Most investors self-identify as having a long-term orientation. But actions speak louder than words. The focus on short-term data continues to drive markets.

All companies go through difficult times and market overreactions can provide opportunities for long-term investors.

Bapcor (ASX: BAP) Earnings weakness exacerbated by management turmoil

We lower our fair value estimate for shares in narrow moat Bapcor by 9% to $7.30 per share. However, the shares have dropped significantly and are trading at close to a 40% discount to our fair value.

The retail business is taking longer to recover than expected, margins in wholesale are under pressure, and the “Better than Before” program has made things worse than before. Senior management instability has also brought unnecessary turmoil to a business already struggling to win over investors.

The company now expects second-half net profit to be lower than the first, with fiscal 2024 underlying net profit guidance of $93 million to $97 million. We lower our fiscal 2024 net profit after tax forecast by 20% to $96 million—a 23% decline from fiscal 2023. It appears the recovery is going to take longer than we previously anticipated. We lower our fiscal 2025 net profit after taxes (“NPAT”) forecast by 20% to $123 million—marginally below fiscal 2023 NPAT.

The uncertainty of who will steer Bapcor back to growth is exacerbating earnings weakness. Paul Dumbrell was set to take the helm from May 1, 2024, following the departure of the previous CEO, Noel Meehan. But at the eleventh hour, Dumbrell decided not to join—with little detail on why. A new search for a permanent CEO begins.

Despite management turnover, we continue to think Bapcor’s strategy and competitive position remain intact, including its narrow economic moat. We expect continued share gains in trade as Bapcor’s network flexes its competitive advantages across the diverse fleet of vehicles on Australian roads. Bapcor can provide a broader range of (often slow-moving) parts in a timelier manner than smaller competitors.

We think the share price fall of over 20% is a severe overreaction to the trading update, presenting an opportunity to be greedy when others are fearful.
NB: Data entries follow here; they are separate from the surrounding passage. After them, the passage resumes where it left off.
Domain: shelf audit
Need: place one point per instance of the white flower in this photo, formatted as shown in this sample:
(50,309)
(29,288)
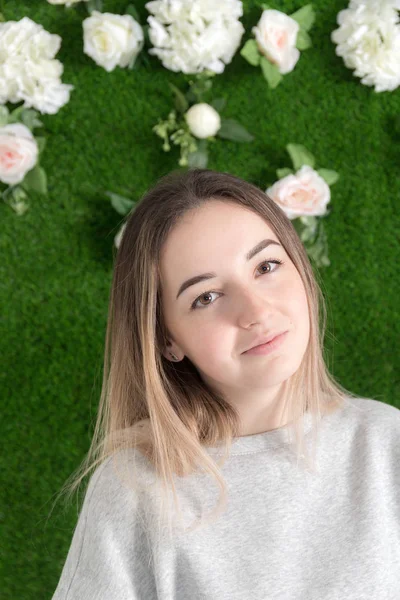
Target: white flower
(28,69)
(302,194)
(194,36)
(112,40)
(66,2)
(203,120)
(18,152)
(276,35)
(118,237)
(368,39)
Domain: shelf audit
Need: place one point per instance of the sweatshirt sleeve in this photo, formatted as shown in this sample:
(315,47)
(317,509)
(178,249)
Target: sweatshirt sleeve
(109,557)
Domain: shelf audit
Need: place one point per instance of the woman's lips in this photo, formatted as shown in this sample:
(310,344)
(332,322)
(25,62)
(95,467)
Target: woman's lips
(269,346)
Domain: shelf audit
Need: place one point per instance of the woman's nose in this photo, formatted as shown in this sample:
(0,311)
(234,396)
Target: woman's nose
(253,308)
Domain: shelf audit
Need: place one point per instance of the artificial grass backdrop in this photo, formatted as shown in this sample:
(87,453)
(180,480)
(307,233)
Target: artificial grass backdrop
(56,261)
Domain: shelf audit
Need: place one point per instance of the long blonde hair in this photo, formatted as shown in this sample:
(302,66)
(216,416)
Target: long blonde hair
(162,409)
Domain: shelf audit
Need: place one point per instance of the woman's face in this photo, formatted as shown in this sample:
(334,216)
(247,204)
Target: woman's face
(247,299)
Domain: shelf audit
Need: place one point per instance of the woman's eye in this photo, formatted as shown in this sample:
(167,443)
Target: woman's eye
(195,305)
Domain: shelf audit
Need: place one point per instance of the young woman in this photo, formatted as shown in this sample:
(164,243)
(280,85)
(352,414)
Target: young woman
(213,367)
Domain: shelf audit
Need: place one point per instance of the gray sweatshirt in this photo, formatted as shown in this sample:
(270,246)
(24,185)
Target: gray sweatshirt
(285,534)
Despite the near-term volatility, the underlying dynamics in automotive spare parts remain positive, and we expect consumer demand for discretionary goods to revert to trend levels in the longer term.

Endeavour (ASX: EDV): Weak sales momentum masks relative outperformance

Some of wide-moat Endeavour’s customers are struggling, and sales growth is below our long-term trend estimate. An earlier Easter break supported group sales of 2% in the third quarter of fiscal 2024. Normalizing for the Easter boost, group sales of only 1% are tracking with our muted fiscal 2024 forecast.

In the June quarter, sales growth is still hovering at around 1%. However, we expect consumer demand for discretionary items to pick up in fiscal 2025, including liquor, out-of-home meals, and entertainment. Key drivers are wage growth, meaningful tax cuts, and potential interest rate cuts. For more details on near-term drivers for the retailing sector, please refer to our Retailing Industry Pulse published on March 26, 2024.

For fiscal 2024, we expect group sales to increase by 2% before momentum recovers, with tax cuts taking effect from early fiscal 2025. Adjusted for an additional trading week in fiscal 2024, we forecast group sales to increase by 6%. Our long-term average sales growth forecast is unchanged at 4% per year.

Consumers are buying less frequently and trading down. For example, following supplier-led price hikes, French champagne is less in vogue, with sparkling wine substituting. However, not all cohorts are experiencing the same cost-of-living pressures.

The baby boomer generation and consumers without meaningful mortgage or rental obligations spend more freely, while others have reined in unnecessary expenses. Endeavour’s largest liquor competitor, Coles, paints a similar picture.

While Endeavour increased its liquor retail sales by 2% in the quarter, Coles’ liquor declined by 2% in the March quarter—both figures unadjusted for Easter. We infer Endeavour is taking market share, underpinned by the low price perception its Dan Murphy’s brand has with consumers.

Shares trade at a 14% discount to our unchanged $6.10 fair value estimate despite our relatively cautious view on the medium-term outlook for its hotels segment.